Thousands of indigenous protesters marched through Brazil's capital Wednesday, dancing to the beat of pounding drums, as the Supreme Court prepared to take up a case that could eliminate reservations on their ancestral lands.
In what organizers said was the country's biggest indigenous protest ever, an estimated 6,000 demonstrators marched to the seat of power in Brasilia, filling the ultra-modern square bordered by the Supreme Court, Congress and the presidency with traditional costumes and chants.
The protest aimed to pressure the high court as it began a session where it will consider a case that could remove protected status for some native lands, opening them to agribusiness and mining.
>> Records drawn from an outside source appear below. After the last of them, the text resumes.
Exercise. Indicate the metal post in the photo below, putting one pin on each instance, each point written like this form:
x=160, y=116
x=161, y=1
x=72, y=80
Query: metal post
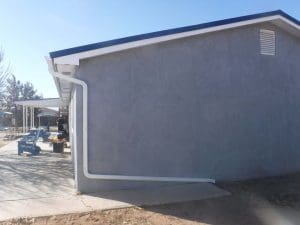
x=26, y=118
x=23, y=114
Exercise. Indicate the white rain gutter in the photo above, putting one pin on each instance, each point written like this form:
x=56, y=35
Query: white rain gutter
x=85, y=144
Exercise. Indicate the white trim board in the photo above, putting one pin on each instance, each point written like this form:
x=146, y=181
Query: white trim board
x=74, y=59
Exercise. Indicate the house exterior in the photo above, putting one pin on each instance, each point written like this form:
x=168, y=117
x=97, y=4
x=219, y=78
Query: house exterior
x=216, y=101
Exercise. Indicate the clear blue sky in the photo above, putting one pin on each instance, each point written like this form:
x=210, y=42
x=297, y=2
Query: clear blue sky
x=30, y=29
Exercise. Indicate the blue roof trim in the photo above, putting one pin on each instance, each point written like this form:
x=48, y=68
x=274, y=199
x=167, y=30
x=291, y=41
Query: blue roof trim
x=94, y=46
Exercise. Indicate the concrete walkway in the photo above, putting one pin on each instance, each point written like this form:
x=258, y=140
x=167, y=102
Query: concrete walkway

The protesters, who hail from more than 170 ethnic groups, were also fighting what they call systematic persecution under far-right President Jair Bolsonaro.
"The Supreme Court needs to listen to the concerns of indigenous peoples and protect our constitutional rights," said Jatota Wajapi, 32, of the Wajapi people in the northern state of Amapa.
"The president wants to do away with our rights," he told AFP.
The protest was peaceful, with organizers urging demonstrators to avoid confrontations with police.
A similar protest in June erupted into clashes, with three indigenous demonstrators injured and three police wounded by arrows.
The court case revolves around the Brazilian constitution's protection of indigenous lands.
The agribusiness lobby argues those protections should only apply to lands whose inhabitants were present in 1988, when the constitution was adopted.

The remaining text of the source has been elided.